4. I’m angry that my manager told people about my resignation
After being overworked on a daily basis, my last straw was our supervisor giving holidays out with no thought to other staff who would be expected to pick up even more work without any thanks. I handed my resignation in while my supervisor was on holiday. A day or so later, my supervisor contacted another member of staff to ask why I was leaving, although they had not approached or contacted me at all.
I walked into work a couple days later to find everyone knew I was leaving (I hadn’t shared the information with work colleagues). Am I right to be angry? The supervisor had no right to even ask the other staff member and I thought it very unprofessional. Would you talk to the to supervisor and tell them it wasn’t professional?

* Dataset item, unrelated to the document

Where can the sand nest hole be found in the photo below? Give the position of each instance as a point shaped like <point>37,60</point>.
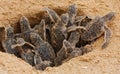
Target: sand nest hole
<point>57,38</point>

It’s pretty normal for resignations to be shared with others; it’s usually relevant info that other people need in order to do their jobs (they need to know project X will be transitioning to person Y, or that they’ll need to cover Z until a replacement is hired, or all sorts of other logistics). Even when there’s no obvious business need, though, it’s not generally considered confidential info unless you’ve specifically requested that for some reason (and even then it wouldn’t necessarily be something an employer would agree to). So while your manager may have lots of other flaws, this particular action wasn’t unprofessional or something you should be angry about.
5. Field report: Washington state pay transparency law
I was recently laid off unexpectedly, and have been job searching for the first time in a couple years as a result. I live in Seattle, and the difference from my last search (pre the pay transparency law) to now is astonishing. I work in commercial real estate, and salaries for my type of job are dictated by size of the building or portfolio and rent per square foot. Because of this, jobs with the same title and job description pay radically differently. So a Chief Wombat Wrangler at a high-rise in downtown might make $150,000 a year, and the same job at a hotel in a suburb might be $25.74 an hour. In the past when I’ve been looking for work, this led me to waste countless hours applying and interviewing for jobs that are a promotion on paper but a huge reduction in pay. Thanks to the new law, that’s almost never a problem anymore.
I know there was a lot of skepticism here when the law was passed, and there are certainly the occasional job posting that doesn’t list a range or has it set to $30-200k a year or something obviously ridiculous. But I wanted to let your readers know that it is working, and has been a huge benefit. If you can push for something like this in your state, do it!
Excellent. Consider it passed along.